Even though Curry was already on the short list of greatest players in NBA history before this postseason run, some analysts tried to suggest he was lesser than by virtue of not having a Finals MVP award.
Speaking to Chase Hughes of NBC Sports Washington on June 6, Tracy McGrady downplayed Curry's previous accomplishments when discussing his legacy:
"Because he has his career individually and with what he's accomplished with his team is tough. Because you’ve gotta think, he won a championship, right, against LeBron [James] that didn't have Kyrie [Irving], that didn't have Kevin Love. He didn't win the [Finals] MVP, right? Then he loses a 3-1 lead to LeBron, gets K.D., K.D. comes and wins two championships, so that gives Steph three championship but K.D. wins the two MVPs, right?"
There were certainly people out there who defended Curry, including former teammate Jeremy Lin prior to Game 6 against the Celtics:
Curry never publicly spoke out against any of his critics, but adding the Finals MVP to his list of accomplishments did put him in rare company. The eight-time All-Star is one of six players in NBA history with at least four titles, multiple MVP awards and a Finals MVP.

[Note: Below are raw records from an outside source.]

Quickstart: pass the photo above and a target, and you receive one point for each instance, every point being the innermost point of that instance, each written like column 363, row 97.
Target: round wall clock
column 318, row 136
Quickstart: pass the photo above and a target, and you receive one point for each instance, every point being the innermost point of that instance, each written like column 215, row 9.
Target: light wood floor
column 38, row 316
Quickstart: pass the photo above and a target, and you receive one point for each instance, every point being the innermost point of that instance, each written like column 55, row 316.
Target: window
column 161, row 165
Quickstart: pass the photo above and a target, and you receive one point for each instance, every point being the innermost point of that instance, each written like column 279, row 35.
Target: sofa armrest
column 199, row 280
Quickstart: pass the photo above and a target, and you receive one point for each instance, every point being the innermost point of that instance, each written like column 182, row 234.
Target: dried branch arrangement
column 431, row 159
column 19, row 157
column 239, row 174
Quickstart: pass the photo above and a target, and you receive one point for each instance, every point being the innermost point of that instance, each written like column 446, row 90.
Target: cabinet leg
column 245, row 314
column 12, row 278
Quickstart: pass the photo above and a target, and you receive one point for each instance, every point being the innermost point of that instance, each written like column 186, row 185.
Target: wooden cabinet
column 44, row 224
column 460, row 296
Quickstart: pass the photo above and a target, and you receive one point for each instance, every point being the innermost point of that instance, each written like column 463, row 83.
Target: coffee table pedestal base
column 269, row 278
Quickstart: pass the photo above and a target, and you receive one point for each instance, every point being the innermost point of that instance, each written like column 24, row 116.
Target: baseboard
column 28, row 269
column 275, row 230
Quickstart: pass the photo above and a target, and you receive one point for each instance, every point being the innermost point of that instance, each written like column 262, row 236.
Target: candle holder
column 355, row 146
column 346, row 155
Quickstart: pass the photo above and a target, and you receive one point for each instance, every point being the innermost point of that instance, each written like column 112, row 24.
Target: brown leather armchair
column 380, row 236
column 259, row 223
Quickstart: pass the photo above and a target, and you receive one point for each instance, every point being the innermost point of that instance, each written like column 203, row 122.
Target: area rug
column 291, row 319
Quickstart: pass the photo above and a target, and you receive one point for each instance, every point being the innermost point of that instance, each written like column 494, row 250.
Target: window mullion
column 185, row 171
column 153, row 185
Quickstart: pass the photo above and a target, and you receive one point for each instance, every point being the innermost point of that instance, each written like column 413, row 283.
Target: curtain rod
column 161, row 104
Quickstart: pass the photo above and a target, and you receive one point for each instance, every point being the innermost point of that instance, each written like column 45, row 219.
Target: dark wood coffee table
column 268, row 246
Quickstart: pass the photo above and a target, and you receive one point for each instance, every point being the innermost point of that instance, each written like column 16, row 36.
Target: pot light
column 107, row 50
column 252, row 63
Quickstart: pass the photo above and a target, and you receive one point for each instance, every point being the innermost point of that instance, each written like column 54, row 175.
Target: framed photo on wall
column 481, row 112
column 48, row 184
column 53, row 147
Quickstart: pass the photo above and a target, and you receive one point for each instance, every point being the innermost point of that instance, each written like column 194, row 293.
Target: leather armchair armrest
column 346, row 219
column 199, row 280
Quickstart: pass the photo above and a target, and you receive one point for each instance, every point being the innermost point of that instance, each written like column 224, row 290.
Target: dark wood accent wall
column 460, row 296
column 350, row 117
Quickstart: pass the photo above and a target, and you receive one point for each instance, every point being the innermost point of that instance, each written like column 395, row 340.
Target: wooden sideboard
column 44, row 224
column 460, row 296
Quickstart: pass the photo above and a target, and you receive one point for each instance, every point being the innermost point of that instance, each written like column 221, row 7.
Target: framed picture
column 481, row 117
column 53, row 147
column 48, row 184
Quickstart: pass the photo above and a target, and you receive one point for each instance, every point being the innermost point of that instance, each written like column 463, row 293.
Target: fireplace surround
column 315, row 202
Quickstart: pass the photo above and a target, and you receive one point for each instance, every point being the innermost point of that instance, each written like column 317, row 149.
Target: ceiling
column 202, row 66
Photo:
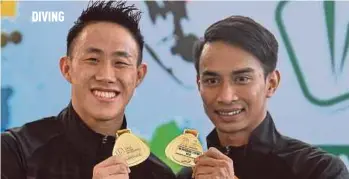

Per ESPN Stats & Info, Curry joined LeBron James, Michael Jordan and Jerry West as the only players in history to average at least 30 points, five rebounds and five assists per game in multiple NBA Finals.
Curry scored a team-high 34 points in Thursday's win. He scored at least 29 points in five of six games against the Celtics.
The Warriors became the fourth team in NBA history with at least four championships in an eight-season span. They join a group that includes the Chicago Bulls, Boston Celtics and Los Angeles Lakers.
The Warriors' seven championships in franchise history rank third all-time, behind the Lakers and Celtics (both with 17).